I get a lot of customers buying memory cards for archiving photos. Instead of offloading images to a computer or CD/DVD, there are many people who simply store their card and insert a fresh one. Even worse, there are those who purchase huge cards at great cost and never remove them from their cameras.
The risks are huge: if you camera is stolen, your images are gone. If your camera eats your card, your images are gone. If you damage your camera, either through dropping, drowning in gin (yes, a customer just mentioned this today), leaving it on the roof of the car or flushing it in the toilet, your images could be gone.
Quality cards can go bad. Cheap cards go bad faster.

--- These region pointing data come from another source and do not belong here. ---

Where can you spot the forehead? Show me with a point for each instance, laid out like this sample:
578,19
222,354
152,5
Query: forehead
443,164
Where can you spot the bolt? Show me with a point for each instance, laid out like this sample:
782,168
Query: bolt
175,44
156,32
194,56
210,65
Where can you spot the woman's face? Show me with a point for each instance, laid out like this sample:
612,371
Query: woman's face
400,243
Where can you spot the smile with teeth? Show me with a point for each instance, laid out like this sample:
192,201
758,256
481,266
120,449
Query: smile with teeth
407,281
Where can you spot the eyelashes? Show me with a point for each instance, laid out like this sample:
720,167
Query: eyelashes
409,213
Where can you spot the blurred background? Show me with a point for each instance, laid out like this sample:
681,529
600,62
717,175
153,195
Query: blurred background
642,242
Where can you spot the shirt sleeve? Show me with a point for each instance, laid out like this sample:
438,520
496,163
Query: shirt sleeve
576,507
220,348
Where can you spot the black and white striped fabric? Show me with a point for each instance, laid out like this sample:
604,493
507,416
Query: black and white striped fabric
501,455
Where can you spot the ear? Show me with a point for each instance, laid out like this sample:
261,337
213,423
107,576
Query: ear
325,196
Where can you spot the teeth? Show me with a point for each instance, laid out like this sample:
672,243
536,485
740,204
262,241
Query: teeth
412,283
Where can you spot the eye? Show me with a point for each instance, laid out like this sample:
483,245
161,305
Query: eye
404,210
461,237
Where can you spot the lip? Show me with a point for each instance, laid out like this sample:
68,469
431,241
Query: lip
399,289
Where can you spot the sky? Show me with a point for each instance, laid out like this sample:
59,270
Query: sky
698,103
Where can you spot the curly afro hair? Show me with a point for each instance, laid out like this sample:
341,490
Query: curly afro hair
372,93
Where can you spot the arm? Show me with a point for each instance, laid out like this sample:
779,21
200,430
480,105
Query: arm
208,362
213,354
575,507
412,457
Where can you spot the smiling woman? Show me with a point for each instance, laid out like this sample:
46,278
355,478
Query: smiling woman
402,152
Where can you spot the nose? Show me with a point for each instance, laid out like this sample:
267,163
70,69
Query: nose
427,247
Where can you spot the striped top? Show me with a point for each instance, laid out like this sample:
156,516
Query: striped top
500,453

As someone who has used or been responsible for close to 1,000 memory cards over the years, I’ve seen a lot cards survive things they shouldn’t while others frustratingly fail at the worst time.
In my opinion, Sandisk cards are generally the most reliable, and also feature a limited lifetime warranty. I’ve had nothing but huge failures from Lexar cards, while many colleagues swear by the brand. I don’t trust any other brand of memory card with my valuable images.
Back to the topic at hand – this comes up as today I replaced three 16GB Sandisk Extreme Compact Flash cards. Thankfully, nothing important was lost and the cards carry the fore-mentioned limited lifetime warranty. Customer is happy and life goes on.
However, what can you do when a card goes bad? Last week, a customer came in looking for data recovery services on a corrupt SD card. It’s a no name card that has been in a camera for at least 6 years. There are weddings, births and many other important life events on this card. The standard recovery tools couldn’t access the card. The Apples wouldn’t even recognize a card was inserted; most Windows machines wanted to format it.
Being a bit of a computer geek and all-around troubleshooting guy, I’ve collected some file recovery tools since the days of DOS. Just in case, I even have a Linux boot disk with some very specialized tools. I tried a few of the more recent tools and recovered four pictures. I was a little disappointed. On to the DOS tools, from an Administrator login. After a few hours of scanning, I was able to recover 490 files (images and video), totalling 900MB of data. There were another 30 files that were not recoverable, although I could see file names. Only part of the image data was still on the card.
I’m sure the customer will be very happy that I was able to recover some of their files – from 2007 and 2008!!
All of this could have been prevented had the images been offloaded to a computer. You can even burn straight to disk at a Kodak Kiosk! Memory cards are meant to be used, offloaded to other media, formatted and reused. Photographers are better served using many small cards than a few large cards – if a card is toasted, you will lose fewer of your important images on a bad 8GB card as opposed to losing hundreds of images on a 32GB card. This applies whether you are a pro earning money or someone capturing family memories.
The nature of camera memory cards prevents them from properly working as long-term storage of important files. They are far more susceptible to static discharges and other electrical and/or magnetic interference than optical storage media.Hard drive arrays and cloud storage will preserve your images far more safely than and SD card in a Safety Deposit box.
If you want the most reliable method of storing and preserving your treasured memories, get those photos off your memory cards.